At a meeting last Friday in the south Sinai desert, Bedouin leaders accused the Supreme Council of the Armed Forces of treason against Egypt and warned that — if necessary — they might take up arms to achieve greater representation in the nation’s new parliament.
A number of the Bedouins’ complaints about the integrity of the electoral process have been challenged in court. One tribal leader, Mohamed Al Ahmar, told the meeting that “we discovered the burnt boxes at Al Tor city in South-Sinai polls containing most of our Bedouin votes! We are not sure who burned them, but it’s the military’s responsibility.” The destruction and burning last week of several ballot boxes prompted an administrative court to order a re-run of voting in parliamentary elections in South Sinai on Saturday and Sunday.
At the recent meeting, some intrepid Bedouin leaders made claims about having smuggled weapons from Libya into Gaza. CNN and Human Rights Watch reported last September about the disappearance of hundreds of surface-to-air missiles from military warehouses in Libya during the uprising against Moammar Gadhafi’s government.

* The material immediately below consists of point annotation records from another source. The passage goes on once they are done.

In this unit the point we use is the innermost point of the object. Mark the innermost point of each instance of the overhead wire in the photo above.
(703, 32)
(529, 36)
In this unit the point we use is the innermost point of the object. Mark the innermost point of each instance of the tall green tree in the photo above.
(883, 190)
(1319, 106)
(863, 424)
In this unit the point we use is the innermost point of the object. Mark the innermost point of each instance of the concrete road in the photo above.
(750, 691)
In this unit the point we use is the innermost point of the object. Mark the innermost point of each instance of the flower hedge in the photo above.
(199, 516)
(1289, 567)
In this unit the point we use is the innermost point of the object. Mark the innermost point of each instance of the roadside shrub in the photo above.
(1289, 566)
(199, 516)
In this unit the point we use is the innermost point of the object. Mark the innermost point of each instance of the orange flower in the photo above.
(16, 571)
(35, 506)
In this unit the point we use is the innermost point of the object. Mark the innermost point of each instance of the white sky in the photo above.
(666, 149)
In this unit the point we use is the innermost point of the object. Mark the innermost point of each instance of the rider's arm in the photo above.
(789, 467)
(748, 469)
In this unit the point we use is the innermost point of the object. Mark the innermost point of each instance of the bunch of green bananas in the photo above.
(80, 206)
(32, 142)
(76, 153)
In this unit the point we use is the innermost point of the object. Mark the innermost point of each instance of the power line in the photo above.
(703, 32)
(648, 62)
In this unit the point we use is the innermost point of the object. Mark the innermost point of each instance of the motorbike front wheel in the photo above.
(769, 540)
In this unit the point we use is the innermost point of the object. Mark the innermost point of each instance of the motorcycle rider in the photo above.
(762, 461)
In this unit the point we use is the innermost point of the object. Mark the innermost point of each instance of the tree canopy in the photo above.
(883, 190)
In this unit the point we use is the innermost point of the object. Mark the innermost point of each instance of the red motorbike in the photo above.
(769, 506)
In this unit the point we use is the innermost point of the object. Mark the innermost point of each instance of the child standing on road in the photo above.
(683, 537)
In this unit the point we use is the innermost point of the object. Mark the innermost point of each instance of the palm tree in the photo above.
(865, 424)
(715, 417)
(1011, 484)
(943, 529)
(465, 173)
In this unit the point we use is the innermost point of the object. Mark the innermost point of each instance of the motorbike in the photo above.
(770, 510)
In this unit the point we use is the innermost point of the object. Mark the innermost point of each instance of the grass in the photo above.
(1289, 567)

But not all those weapons may have gone to the Palestinian territory. The same man claimed Bedouins would turn some of those weapons against Egypt’s military-led government unless their demands for deals were met.
There is no way to verify the tribal leader’s claims, but an Egyptian national security officer, Usama Emam, told CNN that weapons from Libya and Sudan had arrived in Sinai by sea.